Enter Gomez, who has been one of baseball's most underrated stars for the last several seasons. After something of a breakout in 2012, he blossomed into a true two-way star in 2013-14, using elite defense, above-average power and quality basestealing skills to rank as one of the five most valuable players in baseball, per Wins Above Replacement.
2013-14 WAR Leaders
1. Mike Trout, 18.5 WAR
2. Andrew McCutchen, 15.2 WAR
3. Josh Donaldson, 14.1 WAR
4. Gomez, 13.3 WAR
5. Miguel Cabrera, 12.5 WAR
Over the remainder of the season, Gomez is projected to be worth roughly two wins more than Marisnick, though that value cascades down the line. Marisnick may not be a dangerous hitter, but he's a plus defender and a threat on the bases, making him a useful bench piece. (His Statcast™ average top speed of 17.47 mph on the bases is third in baseball, minimum 50 tracked plays.) When Springer returns, an outfield of Tucker/Gomez/Springer, with Rasmus and Marisnick in reserve, is quite the collection. Except for Rasmus, the outfield is tied to the team through at least next year, making this more than a stretch-run drive.

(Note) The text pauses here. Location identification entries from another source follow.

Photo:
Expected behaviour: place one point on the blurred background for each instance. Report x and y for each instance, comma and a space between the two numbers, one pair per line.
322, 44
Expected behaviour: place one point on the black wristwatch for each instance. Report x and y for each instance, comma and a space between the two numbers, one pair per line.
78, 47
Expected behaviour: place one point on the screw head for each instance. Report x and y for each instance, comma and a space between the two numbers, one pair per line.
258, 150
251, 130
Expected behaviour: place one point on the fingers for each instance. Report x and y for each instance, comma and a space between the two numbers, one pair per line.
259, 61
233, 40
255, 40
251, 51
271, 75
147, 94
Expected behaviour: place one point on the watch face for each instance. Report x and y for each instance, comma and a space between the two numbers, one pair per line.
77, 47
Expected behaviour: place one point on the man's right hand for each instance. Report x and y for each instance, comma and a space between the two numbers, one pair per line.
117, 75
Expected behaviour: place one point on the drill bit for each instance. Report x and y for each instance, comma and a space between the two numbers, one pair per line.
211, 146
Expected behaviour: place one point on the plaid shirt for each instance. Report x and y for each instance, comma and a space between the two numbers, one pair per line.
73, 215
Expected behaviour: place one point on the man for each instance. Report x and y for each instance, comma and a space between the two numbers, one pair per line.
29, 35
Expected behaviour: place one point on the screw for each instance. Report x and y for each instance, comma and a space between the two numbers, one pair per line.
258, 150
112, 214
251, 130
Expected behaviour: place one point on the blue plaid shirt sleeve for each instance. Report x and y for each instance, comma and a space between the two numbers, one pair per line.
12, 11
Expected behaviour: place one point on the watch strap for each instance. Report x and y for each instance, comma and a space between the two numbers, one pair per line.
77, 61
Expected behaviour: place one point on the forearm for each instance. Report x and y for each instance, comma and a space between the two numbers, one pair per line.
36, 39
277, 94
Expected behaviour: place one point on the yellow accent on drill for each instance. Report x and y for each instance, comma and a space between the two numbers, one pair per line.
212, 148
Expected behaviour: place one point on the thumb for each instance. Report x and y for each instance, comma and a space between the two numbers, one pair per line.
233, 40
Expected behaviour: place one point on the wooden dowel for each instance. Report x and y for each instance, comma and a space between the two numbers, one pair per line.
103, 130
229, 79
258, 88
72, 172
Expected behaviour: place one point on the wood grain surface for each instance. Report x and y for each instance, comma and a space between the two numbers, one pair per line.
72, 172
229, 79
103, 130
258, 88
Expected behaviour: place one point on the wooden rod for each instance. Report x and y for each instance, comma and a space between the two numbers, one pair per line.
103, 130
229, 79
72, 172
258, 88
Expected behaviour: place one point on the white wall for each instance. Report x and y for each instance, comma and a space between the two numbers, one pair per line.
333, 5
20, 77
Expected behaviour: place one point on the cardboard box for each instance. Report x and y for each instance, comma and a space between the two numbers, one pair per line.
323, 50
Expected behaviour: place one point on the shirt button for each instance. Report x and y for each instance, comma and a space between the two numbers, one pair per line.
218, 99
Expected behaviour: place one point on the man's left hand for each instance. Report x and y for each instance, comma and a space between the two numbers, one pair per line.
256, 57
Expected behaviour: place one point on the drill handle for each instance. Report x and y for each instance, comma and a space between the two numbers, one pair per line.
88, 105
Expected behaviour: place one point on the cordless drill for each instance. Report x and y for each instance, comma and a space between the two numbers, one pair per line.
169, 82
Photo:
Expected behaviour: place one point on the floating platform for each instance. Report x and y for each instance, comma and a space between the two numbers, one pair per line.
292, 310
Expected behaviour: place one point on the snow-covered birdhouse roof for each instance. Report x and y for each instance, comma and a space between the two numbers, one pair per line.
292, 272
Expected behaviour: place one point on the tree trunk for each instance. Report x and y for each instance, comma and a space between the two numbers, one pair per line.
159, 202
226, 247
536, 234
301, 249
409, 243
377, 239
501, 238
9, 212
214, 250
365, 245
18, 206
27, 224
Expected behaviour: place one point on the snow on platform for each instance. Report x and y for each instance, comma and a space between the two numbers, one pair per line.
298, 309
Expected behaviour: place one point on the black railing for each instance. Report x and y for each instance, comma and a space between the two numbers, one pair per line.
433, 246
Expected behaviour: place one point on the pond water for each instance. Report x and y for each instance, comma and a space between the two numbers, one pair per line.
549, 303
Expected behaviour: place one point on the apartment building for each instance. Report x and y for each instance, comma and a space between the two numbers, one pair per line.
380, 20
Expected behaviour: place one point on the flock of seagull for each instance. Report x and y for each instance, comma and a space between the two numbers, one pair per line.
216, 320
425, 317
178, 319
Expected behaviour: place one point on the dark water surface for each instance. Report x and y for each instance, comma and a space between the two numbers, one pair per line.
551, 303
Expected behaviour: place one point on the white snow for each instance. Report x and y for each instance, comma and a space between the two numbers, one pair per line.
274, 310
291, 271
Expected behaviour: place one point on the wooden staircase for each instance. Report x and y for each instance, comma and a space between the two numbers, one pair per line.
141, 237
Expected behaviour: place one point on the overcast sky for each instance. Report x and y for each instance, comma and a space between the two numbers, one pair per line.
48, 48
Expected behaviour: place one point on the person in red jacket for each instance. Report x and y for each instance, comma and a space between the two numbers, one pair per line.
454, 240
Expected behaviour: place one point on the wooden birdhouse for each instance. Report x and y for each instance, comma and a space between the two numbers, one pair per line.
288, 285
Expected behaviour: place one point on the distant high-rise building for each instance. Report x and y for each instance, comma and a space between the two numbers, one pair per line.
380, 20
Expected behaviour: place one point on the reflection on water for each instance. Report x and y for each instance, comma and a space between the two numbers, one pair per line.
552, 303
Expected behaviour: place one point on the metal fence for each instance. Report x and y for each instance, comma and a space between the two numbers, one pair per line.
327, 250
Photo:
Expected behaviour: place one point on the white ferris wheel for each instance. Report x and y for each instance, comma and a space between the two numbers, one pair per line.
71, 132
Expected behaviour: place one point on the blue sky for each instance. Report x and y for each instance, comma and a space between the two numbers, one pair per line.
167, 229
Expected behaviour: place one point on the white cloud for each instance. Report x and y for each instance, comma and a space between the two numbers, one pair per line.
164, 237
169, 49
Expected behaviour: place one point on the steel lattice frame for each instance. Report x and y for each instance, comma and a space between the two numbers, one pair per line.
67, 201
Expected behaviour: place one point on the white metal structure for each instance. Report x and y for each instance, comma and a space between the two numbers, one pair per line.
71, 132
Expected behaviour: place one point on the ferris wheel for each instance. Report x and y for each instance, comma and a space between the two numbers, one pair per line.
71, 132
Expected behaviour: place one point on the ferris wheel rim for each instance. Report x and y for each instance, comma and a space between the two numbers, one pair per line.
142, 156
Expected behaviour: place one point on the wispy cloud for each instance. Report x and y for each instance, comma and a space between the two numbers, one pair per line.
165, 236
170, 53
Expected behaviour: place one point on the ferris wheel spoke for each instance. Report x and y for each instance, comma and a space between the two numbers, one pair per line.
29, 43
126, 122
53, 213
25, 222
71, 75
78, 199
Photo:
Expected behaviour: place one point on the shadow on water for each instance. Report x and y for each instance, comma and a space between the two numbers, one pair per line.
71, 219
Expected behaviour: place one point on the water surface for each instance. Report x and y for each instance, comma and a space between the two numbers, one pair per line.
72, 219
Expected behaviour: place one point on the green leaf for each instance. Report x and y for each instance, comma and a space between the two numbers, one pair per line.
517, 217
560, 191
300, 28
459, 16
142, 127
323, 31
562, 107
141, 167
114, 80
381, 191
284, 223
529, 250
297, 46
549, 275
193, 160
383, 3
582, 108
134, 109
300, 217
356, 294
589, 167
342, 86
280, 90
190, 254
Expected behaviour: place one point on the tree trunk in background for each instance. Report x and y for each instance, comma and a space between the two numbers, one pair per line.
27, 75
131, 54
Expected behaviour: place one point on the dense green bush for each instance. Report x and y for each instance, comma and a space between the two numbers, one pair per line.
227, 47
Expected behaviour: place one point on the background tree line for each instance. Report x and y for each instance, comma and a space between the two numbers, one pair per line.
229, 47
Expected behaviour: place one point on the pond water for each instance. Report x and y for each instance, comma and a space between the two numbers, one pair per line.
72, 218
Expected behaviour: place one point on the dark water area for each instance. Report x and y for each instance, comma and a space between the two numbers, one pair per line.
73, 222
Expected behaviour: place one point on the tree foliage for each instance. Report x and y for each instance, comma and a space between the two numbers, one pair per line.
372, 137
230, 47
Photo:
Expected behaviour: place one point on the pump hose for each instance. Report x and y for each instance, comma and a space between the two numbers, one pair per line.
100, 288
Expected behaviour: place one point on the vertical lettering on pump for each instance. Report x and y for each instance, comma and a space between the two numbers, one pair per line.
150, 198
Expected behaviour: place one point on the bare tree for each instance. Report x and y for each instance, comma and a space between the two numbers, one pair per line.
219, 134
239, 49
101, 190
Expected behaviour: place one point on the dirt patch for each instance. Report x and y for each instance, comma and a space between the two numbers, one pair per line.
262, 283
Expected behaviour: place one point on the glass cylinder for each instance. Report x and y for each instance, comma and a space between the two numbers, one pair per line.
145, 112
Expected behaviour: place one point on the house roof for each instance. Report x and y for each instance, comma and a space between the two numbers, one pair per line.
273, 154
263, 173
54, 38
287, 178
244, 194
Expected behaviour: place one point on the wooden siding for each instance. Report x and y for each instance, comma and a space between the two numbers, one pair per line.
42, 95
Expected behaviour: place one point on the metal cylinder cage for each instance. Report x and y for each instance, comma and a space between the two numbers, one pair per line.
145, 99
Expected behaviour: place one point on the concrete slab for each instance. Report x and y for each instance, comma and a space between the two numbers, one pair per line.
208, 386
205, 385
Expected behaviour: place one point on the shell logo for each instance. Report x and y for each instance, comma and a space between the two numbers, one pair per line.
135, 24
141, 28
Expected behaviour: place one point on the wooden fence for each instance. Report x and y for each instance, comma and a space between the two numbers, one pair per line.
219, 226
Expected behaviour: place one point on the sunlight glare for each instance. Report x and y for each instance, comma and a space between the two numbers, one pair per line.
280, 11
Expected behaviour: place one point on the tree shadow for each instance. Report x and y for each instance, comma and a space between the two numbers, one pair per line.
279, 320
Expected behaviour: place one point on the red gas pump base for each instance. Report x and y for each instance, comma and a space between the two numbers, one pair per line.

None of this is to shortchange Fiers, who has been quietly solid by striking out 349 in 341 2/3 big league innings, and the prospects going back to Milwaukee, particularly outfielder Brett Phillips, will be missed. But for the Astros, desperate for success after so much time in the basement, this is a move they absolutely had to make. If they win the division by only a game or two, you'll know why.